In terms of growth opportunities, meat production is an energy-intensive production process and as technology improves, it will become more efficient to produce farmed meat. Cultured meat is produced by directly cultivating animal cells. Contrary to common misconceptions, farmed meat is real meat produced in a more scientific and sustainable manner. According to a report by independent research firm, CE Delft: If produced using sustainable infrastructure, such as using renewable energy, farmed meat can emit 92% less greenhouse gases and use 95% less land and 78% less water than conventionally. . formula

MeaTech's 3.67 oz Bio-Printed Farmed Steak
MeaTech Stake: Image credit Shlomi Arbiv. Style credit Amit Farber

Alt protein also goes hand in hand with food safety. In light of global political instability and supply chain disruption, this could have a significant and positive impact on the UK food system. The war in Ukraine has highlighted the need for resilient and sustainable food supply chains.

“Farmed meat production is not dependent on the weather, which means it is protected from adverse climatic events.”

Once farmed meat production is more energy efficient, it offers a highly regulated and environmentally sustainable process of food production. Farmed meat production is also not dependent on the weather, meaning it is protected from adverse climatic events. The unifying goal of farmed meat and alternative proteins is to ensure a more sustainable future for all.

Engage with stakeholders

The UK has been named as a potential world leader in alternative protein regulation and development. However, implementation of Alt protein-specific funding and policy targets will be critical to make this happen.

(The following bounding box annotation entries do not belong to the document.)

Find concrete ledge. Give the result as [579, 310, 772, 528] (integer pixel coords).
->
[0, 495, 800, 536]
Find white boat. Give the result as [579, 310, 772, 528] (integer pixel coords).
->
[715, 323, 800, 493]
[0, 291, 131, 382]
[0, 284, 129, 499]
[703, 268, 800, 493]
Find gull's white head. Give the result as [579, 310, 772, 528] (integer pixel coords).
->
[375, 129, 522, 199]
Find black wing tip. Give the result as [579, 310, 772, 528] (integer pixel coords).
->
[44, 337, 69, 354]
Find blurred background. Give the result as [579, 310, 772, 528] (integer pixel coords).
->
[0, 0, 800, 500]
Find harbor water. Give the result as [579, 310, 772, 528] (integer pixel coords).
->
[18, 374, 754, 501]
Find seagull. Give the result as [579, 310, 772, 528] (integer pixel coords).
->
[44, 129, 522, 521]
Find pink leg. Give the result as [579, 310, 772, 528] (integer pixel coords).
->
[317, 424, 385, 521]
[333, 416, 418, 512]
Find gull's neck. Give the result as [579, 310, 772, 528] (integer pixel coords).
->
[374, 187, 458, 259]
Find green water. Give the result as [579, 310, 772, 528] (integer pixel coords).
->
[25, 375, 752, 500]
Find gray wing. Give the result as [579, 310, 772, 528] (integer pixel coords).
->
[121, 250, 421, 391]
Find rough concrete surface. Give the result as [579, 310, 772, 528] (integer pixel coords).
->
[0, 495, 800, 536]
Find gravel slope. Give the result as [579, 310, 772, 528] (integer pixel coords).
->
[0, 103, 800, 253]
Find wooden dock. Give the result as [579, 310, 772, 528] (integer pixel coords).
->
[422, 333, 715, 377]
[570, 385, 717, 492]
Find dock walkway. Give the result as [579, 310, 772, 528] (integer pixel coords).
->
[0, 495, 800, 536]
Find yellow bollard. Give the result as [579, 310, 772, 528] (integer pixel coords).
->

The UK Government Food Strategy has allocated £120 million to invest alongside UKRI in alternative protein research. By funding and improving the regulatory framework, the government aims to support progress on a wide range of topics, including alternative proteins and gene editing.

It is undeniable that the future of food needs to be more sustainable. With political and technological tailwinds supporting the development of this space within the industry, it is hoped that the agri-food sector will be equipped to deal with geopolitical challenges more efficiently and safely.